Há pouca liberdade de comércio sem um acordo e não há nenhuma chance realista de um acordo comercial ser concluído sem a TPA. A boa notícia é que há uma percepção crescente de que uma falha na aprovação da TPA nos próximos meses seria um sério revés para a política comercial dos EUA e tornaria impossível concluir e aprovar o TPP antes de 2016. A má notícia é que o Congresso está em sessão apenas 16 dias legislativos entre agora e o recesso do Memorial Day, e tem apenas mais 16 dias legislativos até o recesso de 4 de julho. Este calendário comprimido pode ser suficiente para lidar apenas com a TPA, mas o Congresso também está enfrentando outras questões importantes, desde projetos de lei de verba até a renovação do Patriot Act e o destino do Banco de Exportação e Importação.
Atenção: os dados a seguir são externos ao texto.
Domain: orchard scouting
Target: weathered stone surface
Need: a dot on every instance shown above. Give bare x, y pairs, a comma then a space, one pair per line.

Sem a aprovação da TPA, as empresas e os trabalhadores americanos terão de assistir do lado de fora enquanto outros países seguem em frente e fecham seus próprios negócios. Com a renovação da TPA, os Estados Unidos poderão continuar a desempenhar um papel de liderança nas questões de comércio global, ao mesmo tempo que cimentam alianças econômicas essenciais e fortalecem a economia dos EUA.